The combined size of the three second screen social TV communities is approximately 10 million, according to CEO Brad Pelo (who I interviewed today). About 4.6 million of these are from the GetGlue community, and the remainder from TVii and CoPilot. Pelo also told me that he expects that later the company will try to migrate users of the i.TV app, which is primarily a TV guide app, to the TVTag network. Pelo said that user base is approximately 5 million users.
So…10 million users and possibly 5 million more seems like it could be enough critical mass to sustain a standalone social TV platform outside of general-purpose social nets that have sucked much of the momentum out of the space, but will they stick around? According to Pelo they will, and the reason is contextualized TV.
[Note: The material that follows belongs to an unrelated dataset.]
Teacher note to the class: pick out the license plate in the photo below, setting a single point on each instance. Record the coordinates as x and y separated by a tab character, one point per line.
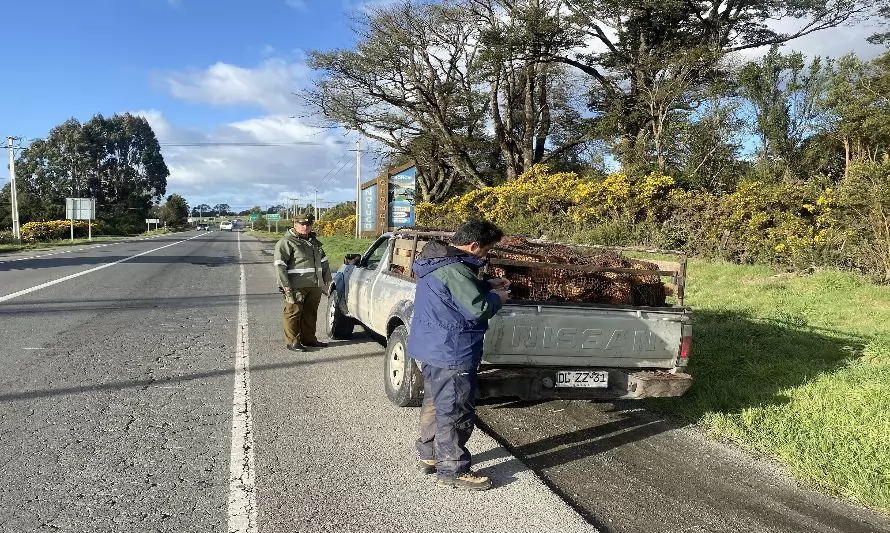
582	378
Here are his words from an interview Pelo gave to Simon Dumenco of AdAge (which are similar to what he told me, but Dumenco’s piece is worth reading on its own because he dug in deep with Pelo on the interesting angle of the 50 people i.TV hired to manage the contexualization):
TVtag is about contextualization. On Twitter, when I tweet about Sunday night’s “Revenge” episode, it’s interspersed with all the brouhaha about Governor Chris Christie’s revenge episode and other things, and so we’re in this world where the larger audience of Twitter is intermixing with the specific audience of “Revenge.” With TVtag, users will check into their show and then they’re brought to what we call a tagline, and this tagline is contextualized down to the moment, the story moment. The audience can kind of jump in at that point and say whatever they want and contribute content and respond to polls and share memes, or whatever they want around that moment.”
I think contextualizing viewing is an important aspect of social TV, and TVTag’s approach of having 50 or so human content taggers/curators as a foundational piece of the puzzle is an interesting one (though it makes me wonder how scalable it is).
Whether it succeeds will be something to watch over the next year.